小学一年の秋も深まり寒くなり始めた頃だった。私は学校の近くに住んでいる友達の家に遊びに行った。その子の家の近くには田んぼが広がっているため、用水路で魚を取って遊ぼうということになった。その子も生き物が大好きだった。

友達の家から少し歩いた所に田んぼが広がっており、農道を歩きながら魚がいそうな用水路を見て回った。水は透き通っており、水中が良く見えた。

水の中に魚はいないようだったが、水中用の網で何度も掬っていると、ドジョウが一匹網に入った。それは、初めての経験で友達と二人で大興奮だった。それから何度も網で掬っていると他にも何匹か取ることができた。

用水路の近くに柔らかい土の場所があり、その上に乗っかってみると、そこは底なし沼のような所だった。私は、長靴を履いていたのだが、足を取られゆっくり沈んでいくような感覚を覚え、ものすごく焦った。長靴に泥が入りそうになる所まで沈みかけたが、何とか脱出することができた。

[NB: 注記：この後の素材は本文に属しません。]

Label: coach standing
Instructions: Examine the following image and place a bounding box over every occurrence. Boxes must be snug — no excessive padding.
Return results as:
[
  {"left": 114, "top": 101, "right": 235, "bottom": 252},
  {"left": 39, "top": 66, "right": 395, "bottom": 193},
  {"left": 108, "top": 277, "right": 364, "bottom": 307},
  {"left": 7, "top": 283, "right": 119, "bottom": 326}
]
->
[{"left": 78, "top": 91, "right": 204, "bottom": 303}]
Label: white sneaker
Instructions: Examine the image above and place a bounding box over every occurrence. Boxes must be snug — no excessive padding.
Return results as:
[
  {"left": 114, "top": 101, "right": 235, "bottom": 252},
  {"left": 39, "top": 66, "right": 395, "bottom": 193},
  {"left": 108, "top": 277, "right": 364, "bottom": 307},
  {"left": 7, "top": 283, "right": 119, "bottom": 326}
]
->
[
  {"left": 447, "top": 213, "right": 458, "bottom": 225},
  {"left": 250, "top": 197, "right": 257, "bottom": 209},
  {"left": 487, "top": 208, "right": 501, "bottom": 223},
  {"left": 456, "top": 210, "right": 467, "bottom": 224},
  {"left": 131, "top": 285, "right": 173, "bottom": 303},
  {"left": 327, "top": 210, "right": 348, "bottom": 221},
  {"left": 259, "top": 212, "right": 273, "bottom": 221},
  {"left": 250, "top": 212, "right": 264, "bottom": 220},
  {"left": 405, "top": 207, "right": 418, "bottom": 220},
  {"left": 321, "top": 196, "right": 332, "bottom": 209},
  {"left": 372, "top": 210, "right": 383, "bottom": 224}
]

その時は友達もそばにいたはずだが、記憶には残っていない。まだ六歳だったが、あの時は死ぬかもしれないと本気で焦った。今から半世紀も前の田舎となれば、そのような危険な場所はいくらでもあったに違いない。

辺りが暗くなり始めた頃、友達と別れて私はドジョウを一匹、家に持って帰った。私はそのドジョウを大きめのビンに水を入れ玄関に置いて飼うことにした。そのドジョウは雪が降る頃になっても生きており、ある朝、玄関に見に行くと、ビンの中の水が少し凍っており、ドジョウは腹を上にして半分凍った水の中で固まっていた。

私はドジョウが死んでしまったと思いとても悲しくて、ビンをストーブの近くに持って行き、氷を融かした。そうしたら、何と驚いたことにドジョウは再び元気に泳ぎはじめた。それを見た私は大喜びで家族に伝えた。それからも様々な生き物を玄関で飼ったが、家族は迷惑だったに違いない。